Over several days, fifth-graders at the summer Elementary Mathematics Laboratory at the University of Michigan worked on a mathematics problem that called for creative thinking and persistent effort. The problem asked them to try to build a train that would meet a set of specific conditions in the arrangement of its cars and numbers of passengers that each could carry. Here’s the problem:

The Train Problem
The EML Train Company makes five different-sized train cars: a 1-person car, a 2-person car, a 3-person car, a 4-person car, and a 5-person car.  These cars can be connected to form trains that hold different numbers of people.

[graphic of white box] -- 1-passenger car
[graphic of red box] -- 2-passenger car
[graphic of green box] -- 3-passenger car
[graphic of purple box] -- 4-passenger car
[graphic of yellow box] -- 5-passenger car

A customer named Mr.

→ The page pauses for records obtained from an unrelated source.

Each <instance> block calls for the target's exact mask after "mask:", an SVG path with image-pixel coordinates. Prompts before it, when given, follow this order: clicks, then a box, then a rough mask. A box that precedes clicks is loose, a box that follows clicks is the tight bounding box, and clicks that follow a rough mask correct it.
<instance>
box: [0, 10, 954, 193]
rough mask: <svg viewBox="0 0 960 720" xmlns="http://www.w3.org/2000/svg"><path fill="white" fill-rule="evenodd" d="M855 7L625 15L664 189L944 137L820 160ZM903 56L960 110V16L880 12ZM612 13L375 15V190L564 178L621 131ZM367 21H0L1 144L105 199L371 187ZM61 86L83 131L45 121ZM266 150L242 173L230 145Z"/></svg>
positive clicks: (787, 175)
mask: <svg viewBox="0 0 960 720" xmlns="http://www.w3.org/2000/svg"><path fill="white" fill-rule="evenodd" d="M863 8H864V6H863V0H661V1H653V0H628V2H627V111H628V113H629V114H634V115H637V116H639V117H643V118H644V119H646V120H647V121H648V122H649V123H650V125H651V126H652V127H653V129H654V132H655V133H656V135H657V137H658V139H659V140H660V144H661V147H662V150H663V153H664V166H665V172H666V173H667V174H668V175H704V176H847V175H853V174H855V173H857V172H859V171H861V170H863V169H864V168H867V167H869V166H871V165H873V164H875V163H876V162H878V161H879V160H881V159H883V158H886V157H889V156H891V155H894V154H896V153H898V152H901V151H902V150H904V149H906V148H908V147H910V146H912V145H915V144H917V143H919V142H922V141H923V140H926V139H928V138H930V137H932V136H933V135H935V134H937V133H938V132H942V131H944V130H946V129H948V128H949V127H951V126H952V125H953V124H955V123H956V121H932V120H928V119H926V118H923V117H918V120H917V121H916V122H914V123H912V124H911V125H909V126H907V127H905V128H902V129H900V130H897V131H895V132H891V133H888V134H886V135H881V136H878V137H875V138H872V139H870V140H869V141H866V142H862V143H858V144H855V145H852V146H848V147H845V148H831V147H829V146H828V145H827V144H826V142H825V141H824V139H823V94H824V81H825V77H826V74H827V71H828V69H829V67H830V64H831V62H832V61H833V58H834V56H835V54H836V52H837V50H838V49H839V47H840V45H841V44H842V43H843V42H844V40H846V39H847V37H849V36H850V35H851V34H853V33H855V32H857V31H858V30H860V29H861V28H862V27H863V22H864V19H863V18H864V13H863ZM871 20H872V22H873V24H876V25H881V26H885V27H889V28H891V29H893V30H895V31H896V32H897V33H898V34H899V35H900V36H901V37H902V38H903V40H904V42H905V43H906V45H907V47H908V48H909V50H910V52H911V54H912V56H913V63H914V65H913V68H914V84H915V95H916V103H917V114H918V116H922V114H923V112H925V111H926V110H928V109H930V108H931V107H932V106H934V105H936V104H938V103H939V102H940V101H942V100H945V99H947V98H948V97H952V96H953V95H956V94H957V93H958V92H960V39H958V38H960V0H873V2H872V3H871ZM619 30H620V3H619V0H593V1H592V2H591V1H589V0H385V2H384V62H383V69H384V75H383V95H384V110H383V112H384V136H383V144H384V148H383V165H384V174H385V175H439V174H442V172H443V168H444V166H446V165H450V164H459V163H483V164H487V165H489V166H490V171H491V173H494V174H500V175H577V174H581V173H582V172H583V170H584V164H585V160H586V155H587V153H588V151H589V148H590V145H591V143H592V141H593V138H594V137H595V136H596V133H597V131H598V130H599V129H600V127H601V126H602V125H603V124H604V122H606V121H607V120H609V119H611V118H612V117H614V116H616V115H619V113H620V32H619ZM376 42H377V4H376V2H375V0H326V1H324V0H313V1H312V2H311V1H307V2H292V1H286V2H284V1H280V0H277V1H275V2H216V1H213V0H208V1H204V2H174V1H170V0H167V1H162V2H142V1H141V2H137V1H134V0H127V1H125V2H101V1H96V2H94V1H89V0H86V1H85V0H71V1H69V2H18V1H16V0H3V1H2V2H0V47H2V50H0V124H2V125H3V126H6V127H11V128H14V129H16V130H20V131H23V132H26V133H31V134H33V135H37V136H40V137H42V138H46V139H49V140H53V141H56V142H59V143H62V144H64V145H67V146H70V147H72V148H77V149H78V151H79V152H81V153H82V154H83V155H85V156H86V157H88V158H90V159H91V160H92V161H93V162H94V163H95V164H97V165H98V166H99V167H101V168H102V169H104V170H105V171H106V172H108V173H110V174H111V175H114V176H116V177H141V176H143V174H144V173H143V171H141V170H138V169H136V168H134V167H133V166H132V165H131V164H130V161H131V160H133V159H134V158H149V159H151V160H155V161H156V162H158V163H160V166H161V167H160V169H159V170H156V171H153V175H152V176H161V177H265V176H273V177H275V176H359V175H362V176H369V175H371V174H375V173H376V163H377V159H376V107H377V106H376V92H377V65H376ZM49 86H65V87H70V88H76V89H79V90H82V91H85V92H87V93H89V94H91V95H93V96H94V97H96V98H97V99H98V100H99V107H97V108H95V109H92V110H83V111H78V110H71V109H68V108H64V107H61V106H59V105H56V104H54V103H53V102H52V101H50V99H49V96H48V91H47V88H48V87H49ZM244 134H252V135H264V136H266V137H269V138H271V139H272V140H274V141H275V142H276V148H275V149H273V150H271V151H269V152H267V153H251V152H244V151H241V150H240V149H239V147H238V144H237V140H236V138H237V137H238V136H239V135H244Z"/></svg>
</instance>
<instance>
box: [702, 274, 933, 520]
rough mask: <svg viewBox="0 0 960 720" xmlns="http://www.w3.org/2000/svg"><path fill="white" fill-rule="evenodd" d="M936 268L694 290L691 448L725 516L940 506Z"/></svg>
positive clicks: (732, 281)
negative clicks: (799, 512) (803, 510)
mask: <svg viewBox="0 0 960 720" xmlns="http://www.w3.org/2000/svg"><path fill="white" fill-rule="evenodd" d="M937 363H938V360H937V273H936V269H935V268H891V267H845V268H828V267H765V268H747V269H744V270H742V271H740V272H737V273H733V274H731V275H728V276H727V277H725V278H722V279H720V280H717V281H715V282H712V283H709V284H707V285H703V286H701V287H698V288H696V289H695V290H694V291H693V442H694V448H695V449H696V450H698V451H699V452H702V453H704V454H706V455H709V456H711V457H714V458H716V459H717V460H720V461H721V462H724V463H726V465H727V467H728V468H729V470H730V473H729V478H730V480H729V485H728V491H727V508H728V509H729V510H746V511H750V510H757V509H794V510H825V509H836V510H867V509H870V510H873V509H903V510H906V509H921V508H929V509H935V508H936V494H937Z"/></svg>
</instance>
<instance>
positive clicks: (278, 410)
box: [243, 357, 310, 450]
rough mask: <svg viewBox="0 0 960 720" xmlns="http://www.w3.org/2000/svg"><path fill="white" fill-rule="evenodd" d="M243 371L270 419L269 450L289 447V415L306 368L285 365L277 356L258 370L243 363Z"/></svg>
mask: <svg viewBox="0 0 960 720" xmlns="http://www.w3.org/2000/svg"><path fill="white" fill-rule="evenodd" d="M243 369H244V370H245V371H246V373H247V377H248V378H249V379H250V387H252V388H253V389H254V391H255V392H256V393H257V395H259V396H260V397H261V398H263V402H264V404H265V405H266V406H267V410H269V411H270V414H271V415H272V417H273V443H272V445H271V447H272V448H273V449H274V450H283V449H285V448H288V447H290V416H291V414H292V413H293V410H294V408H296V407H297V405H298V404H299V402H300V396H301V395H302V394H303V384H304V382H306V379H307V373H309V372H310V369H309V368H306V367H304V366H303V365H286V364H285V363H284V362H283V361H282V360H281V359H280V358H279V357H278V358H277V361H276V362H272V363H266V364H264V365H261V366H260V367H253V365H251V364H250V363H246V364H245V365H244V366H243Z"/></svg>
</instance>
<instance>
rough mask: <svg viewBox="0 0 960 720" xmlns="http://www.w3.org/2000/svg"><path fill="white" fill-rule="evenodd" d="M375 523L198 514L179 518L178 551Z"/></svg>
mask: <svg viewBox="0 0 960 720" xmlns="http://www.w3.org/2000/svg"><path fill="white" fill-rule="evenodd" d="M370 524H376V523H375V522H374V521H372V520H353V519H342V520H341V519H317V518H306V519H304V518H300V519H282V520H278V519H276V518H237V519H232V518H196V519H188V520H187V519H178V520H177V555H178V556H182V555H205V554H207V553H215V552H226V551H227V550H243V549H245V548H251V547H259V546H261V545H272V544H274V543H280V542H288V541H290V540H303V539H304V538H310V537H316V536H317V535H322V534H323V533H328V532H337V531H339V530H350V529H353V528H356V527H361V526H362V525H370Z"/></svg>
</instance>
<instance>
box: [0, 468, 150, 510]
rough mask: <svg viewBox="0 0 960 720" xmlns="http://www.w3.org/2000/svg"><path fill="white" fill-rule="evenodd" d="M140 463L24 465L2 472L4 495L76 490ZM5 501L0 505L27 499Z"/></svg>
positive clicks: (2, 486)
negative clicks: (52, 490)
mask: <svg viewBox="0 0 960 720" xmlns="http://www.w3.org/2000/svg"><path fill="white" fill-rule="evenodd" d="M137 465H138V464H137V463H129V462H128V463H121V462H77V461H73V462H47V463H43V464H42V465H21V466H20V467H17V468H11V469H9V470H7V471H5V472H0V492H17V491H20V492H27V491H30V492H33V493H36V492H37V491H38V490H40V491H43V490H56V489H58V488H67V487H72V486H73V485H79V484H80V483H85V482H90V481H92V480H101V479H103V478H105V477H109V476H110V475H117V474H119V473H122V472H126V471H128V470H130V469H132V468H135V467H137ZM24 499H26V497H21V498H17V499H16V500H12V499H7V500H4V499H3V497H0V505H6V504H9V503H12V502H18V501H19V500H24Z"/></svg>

Howe wants to order a special 5-car train that uses exactly one of each of the different-sized cars. He wants to be able to break apart his 5-car train to form smaller trains, one to hold exactly each number of people from 1 to 15. In addition, he wants to be able to form these smaller trains using cars that are next to each other in the larger train.

For example, if he purchased this train:

[graphic of white box, red box, green box, purple box, yellow box lined up horizontally]

He would be able to make a white-red-green train, or a red-green-purple-yellow train, but not a red-yellow train.

Can the EML Train Company fill Mr. Howe’s order?  Explain how you know.